By the triangle angle sum theorem, the sum of the three angles is 180 °. Since the base angles of an isosceles triangle are congruent, the third angle's measure is 180° - twice the measure of the given base angle. Then, since the altitude bisects this third angle, the angle formed by the altitude and one of the legs is half of this value.
Let’s look at another problem where we have to take what we know about isosceles triangles and this segment going from the vertex to the base. It says if angle A is 40 degrees, find angle ABD.
Well let’s start by drawing in what we know. We know that this angle right here is 40 degrees. Our theorem about isosceles triangle says that if these two legs are congruent, then the base angles must be congruent.

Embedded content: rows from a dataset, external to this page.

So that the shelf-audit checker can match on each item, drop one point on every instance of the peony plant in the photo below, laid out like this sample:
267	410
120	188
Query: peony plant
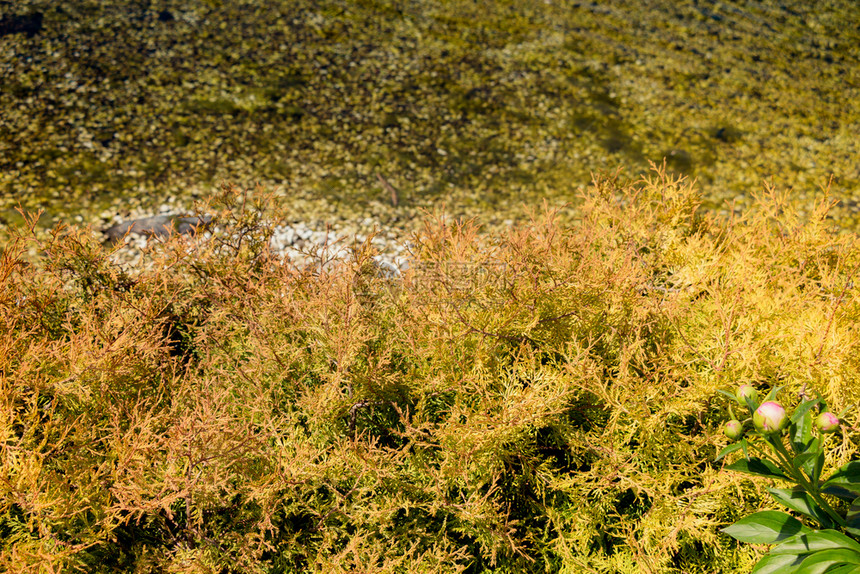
791	448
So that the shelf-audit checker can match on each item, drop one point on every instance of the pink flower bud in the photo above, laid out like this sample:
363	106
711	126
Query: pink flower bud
734	429
746	391
770	417
827	422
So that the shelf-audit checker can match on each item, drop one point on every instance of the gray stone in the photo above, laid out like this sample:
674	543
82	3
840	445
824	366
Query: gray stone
157	226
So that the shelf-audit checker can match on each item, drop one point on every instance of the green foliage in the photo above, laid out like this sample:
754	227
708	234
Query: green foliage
833	547
534	401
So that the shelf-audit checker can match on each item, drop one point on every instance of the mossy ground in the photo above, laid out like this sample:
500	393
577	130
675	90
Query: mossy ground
481	105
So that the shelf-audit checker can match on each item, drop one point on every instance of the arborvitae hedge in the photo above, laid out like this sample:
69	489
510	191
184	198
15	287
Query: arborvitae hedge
541	400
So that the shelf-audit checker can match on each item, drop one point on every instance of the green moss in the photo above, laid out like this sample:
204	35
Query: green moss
333	91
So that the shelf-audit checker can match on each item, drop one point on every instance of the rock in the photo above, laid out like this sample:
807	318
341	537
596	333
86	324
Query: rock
30	24
157	226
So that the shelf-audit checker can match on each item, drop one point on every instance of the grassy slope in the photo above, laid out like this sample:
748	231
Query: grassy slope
481	104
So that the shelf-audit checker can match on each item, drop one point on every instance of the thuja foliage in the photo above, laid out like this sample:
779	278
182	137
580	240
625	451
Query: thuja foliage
541	400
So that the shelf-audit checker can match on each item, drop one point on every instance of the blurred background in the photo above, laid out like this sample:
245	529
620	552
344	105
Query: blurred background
368	110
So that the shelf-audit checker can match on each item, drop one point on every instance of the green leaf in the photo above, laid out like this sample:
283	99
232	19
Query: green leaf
777	564
844	569
802	409
843	493
814	541
728	450
817	463
757	466
798	499
803	458
766	527
820	562
847	476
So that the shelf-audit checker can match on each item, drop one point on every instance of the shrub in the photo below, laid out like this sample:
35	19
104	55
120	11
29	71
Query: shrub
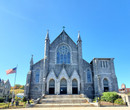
119	101
109	96
24	99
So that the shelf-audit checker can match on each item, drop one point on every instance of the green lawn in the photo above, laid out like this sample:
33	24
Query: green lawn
8	105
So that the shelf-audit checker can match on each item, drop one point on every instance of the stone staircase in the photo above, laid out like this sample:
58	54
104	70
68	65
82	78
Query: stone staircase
63	101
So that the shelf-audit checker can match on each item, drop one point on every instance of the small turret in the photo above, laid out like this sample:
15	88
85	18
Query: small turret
47	36
79	38
31	62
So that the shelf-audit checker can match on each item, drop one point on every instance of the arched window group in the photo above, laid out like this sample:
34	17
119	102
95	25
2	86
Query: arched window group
89	79
37	73
106	85
63	55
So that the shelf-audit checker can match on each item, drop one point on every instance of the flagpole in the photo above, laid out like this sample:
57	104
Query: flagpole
14	83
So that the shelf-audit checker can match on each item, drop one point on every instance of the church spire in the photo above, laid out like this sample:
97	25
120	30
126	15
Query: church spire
79	38
47	35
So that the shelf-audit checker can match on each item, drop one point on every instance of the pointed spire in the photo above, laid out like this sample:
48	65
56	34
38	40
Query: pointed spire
31	62
79	38
47	35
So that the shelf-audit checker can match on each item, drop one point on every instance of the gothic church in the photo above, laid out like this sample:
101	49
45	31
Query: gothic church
64	71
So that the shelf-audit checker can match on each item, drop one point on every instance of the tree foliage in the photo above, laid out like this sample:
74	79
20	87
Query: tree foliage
109	96
119	101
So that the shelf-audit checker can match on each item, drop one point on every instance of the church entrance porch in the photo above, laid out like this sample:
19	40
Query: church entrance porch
52	86
74	86
63	86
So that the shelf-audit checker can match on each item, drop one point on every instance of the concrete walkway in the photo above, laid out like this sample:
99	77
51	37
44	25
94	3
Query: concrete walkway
76	108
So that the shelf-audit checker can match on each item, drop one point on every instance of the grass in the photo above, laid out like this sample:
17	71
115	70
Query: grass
16	91
8	105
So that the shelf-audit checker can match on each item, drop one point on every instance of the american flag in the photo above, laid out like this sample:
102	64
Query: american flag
11	71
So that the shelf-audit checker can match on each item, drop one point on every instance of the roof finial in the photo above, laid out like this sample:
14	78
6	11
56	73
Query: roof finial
47	35
63	27
79	38
31	62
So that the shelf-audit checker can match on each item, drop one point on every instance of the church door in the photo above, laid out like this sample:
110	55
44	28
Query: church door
74	86
63	86
106	86
52	86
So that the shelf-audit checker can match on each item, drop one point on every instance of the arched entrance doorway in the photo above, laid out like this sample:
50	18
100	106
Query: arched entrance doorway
106	86
63	86
52	86
74	86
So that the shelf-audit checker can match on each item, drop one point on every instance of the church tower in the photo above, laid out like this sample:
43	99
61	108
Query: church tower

So I’m going to write that angle C is 40 degrees.
If I look at this segment right here, it appears as though it’s a median. I know that because this point bisects the base. So what I can say is that this must also be the angle bisector because this line segment does three things; it bisects the vertex angle, it bisects the base also known as a median and it’s an altitude, but the altitude doesn’t really matter as much here. Actually it does Mr. McCall, since this is an altitude, we can say that these three angles must sum to 180 degrees which means that this angle right here must be 50 degrees.
Another way to look at this, let’s say you forgot about the altitude is to say triangle angle sum. Well if these two are both 40, we know that the sum of these must be 180, so this large vertex angle must be 100 degrees. Since this angle is bisected, we know that each of these must be 50 degrees. So there’s two ways to do that, one using the altitude and one using your triangle angle sum.